My knee-jerk response was defensive ~ trying to show that this is just a start and that as we brought more businesses into partnership to create more of the model, we would eventually reach scale. But this response does not honor what I know to be true, nor the intuitive evidence that underlies this initiative. I tossed around all night. What came to me in the wee hours, was to really listen to what I know ~ the concept that this blog is based upon ~ that it is not only huge efforts that create change, little efforts with big visions and integrity have the power to reach critical mass.

The power of an idea is not in its grandness, it is in its ability to be lifted and carried by many people. Therefore, by design, it must be small, compelling, apprehensible, and able to be transferred by those moved by it.

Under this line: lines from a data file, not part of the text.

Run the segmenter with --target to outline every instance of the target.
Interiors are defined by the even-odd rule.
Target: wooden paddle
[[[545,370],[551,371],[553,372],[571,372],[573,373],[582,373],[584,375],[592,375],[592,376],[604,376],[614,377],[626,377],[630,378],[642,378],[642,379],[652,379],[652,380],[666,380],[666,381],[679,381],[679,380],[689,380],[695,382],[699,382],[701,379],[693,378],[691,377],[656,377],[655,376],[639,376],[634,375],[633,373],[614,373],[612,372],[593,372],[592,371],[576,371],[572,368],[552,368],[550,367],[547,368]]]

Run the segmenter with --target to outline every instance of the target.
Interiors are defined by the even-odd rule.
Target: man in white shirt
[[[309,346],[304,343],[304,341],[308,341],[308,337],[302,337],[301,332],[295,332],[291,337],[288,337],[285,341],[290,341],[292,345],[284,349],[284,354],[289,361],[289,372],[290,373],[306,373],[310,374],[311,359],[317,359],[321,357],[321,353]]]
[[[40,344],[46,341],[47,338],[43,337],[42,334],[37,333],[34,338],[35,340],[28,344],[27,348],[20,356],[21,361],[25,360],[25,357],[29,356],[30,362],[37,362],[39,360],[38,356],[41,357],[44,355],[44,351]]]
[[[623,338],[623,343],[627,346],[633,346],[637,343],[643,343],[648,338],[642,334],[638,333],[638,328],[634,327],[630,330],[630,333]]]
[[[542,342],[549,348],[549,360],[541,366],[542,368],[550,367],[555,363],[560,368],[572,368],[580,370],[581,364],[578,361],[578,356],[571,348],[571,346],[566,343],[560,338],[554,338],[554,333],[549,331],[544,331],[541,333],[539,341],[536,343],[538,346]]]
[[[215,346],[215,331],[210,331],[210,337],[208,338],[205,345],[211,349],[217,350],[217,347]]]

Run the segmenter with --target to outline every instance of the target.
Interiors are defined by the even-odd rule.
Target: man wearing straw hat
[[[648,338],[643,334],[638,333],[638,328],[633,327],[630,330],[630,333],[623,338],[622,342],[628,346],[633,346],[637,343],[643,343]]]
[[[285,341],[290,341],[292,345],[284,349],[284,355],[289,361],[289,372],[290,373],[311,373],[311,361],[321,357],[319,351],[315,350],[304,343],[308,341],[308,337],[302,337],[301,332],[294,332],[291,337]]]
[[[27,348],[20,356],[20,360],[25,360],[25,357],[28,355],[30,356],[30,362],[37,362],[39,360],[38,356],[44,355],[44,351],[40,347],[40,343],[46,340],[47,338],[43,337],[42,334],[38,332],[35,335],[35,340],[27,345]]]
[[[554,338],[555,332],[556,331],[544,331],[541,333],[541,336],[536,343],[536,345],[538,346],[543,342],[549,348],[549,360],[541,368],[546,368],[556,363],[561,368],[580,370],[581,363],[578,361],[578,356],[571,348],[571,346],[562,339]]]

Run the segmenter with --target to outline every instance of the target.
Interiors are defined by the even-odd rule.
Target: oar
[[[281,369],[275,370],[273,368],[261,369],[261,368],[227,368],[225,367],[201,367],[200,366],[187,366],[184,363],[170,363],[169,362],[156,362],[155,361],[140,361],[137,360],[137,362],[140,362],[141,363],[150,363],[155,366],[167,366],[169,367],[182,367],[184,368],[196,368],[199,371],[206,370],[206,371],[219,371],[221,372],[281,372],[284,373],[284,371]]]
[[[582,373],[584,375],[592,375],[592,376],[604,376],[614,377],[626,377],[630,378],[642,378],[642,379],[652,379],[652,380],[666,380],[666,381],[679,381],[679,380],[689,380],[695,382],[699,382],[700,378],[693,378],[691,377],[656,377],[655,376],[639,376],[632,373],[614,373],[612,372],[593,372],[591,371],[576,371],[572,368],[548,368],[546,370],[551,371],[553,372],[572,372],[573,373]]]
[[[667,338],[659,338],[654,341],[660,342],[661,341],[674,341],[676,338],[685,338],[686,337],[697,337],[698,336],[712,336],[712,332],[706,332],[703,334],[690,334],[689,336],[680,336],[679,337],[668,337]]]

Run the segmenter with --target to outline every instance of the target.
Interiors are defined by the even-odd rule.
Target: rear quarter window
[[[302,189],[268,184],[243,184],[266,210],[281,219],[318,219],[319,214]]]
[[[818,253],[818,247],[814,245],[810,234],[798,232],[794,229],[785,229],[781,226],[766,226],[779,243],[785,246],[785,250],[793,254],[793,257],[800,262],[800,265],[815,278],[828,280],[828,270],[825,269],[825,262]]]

Seth Stevens, CWGI Advisor, retail genius, and proprietor of the successful Mount Washington Wine Company and Dogma took me out on a selling trip to introduce me to the retail products business. Seth had coached me on producing some stunning leave-behind sales materials including a spec sheet with the color pics of the bench. Our first stop was an up-scale garden center in “The County”. Seth began by saying a couple words about the bench, and I followed with an equally brief description of the project. Seth nodded to me to pull out the spec sheet. When the woman at the shop saw the pics, her head literally snapped back as she noted how beautiful the bench was. When she saw the retail price of the bench was $2500, she said, “Expensive! But we can do expensive here.” The sale wasn’t complete, but the message was clear. We left with a spring in our step. Seth leaned over and said, “That’s the evidence we needed!”

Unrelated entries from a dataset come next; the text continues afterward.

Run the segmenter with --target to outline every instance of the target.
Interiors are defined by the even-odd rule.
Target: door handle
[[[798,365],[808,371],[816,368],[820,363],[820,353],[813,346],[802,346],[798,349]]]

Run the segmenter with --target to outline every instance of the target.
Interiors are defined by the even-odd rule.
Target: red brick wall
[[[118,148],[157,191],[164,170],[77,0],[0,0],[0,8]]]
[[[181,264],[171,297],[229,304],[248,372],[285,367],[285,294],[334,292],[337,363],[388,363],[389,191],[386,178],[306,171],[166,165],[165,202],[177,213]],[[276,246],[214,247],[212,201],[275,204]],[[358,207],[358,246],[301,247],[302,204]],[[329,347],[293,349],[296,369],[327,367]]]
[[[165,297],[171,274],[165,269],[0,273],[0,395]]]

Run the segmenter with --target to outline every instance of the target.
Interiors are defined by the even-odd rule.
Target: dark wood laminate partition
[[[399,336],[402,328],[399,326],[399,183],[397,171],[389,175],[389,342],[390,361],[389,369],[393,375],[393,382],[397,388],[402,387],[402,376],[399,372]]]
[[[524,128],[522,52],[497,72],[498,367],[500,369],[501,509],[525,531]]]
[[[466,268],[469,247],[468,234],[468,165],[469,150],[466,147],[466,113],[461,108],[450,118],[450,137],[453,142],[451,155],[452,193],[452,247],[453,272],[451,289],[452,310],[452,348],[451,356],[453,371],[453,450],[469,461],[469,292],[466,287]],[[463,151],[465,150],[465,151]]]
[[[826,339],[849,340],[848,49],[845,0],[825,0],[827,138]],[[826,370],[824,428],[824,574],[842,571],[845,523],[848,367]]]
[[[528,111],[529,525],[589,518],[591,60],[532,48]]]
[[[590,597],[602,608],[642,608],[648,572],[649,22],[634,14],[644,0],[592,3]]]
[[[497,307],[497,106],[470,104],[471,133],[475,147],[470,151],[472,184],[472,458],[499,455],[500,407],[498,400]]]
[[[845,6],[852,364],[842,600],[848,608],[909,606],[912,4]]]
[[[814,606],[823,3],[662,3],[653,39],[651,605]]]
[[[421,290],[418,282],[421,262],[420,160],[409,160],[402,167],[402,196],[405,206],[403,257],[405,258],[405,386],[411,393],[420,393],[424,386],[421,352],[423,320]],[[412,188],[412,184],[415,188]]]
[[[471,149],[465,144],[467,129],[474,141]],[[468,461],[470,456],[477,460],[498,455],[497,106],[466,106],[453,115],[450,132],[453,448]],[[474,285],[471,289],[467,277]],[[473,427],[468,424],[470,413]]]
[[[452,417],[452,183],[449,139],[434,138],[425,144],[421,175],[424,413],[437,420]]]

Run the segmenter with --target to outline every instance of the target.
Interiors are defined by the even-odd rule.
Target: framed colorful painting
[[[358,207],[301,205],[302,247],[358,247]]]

By combining the stunning design of the bench with a project that teaches folks to use their hands to “make good”, she easily got it, and was invested in both the product and the idea ~ little as they both may be. So as the bench moves from the workbench at Gutierrez Studios, out to the garden center. It gives the woman who was sold on the concept a chance to sell the concept repeatedly ~ in her own way. Each of the folks who purchase one for their yard have now been invested. It gives them the opportunity to share this story with each visitor who comments on the bench, and so on… This is in part the vision of this project ~ that each person who is “sold” on the concept of Community becomes an emissary, invested in the idea that we are all responsible for eachother’s well-being. In isiZulu this idea is known as UBUNTU. UBUNTU is the little idea with the power to help change the world to something that is giving and beautiful. Imagine the possibilities!

One comment

  1. Yes, yes, yes! Truth is, foundation support would be so much more sustainable if they focused on the local support their applicants have, rather than looking to create the big bang with big numbers all by themselves. UBUNTU takes time– the wave needs to form–but I can feel it coming!!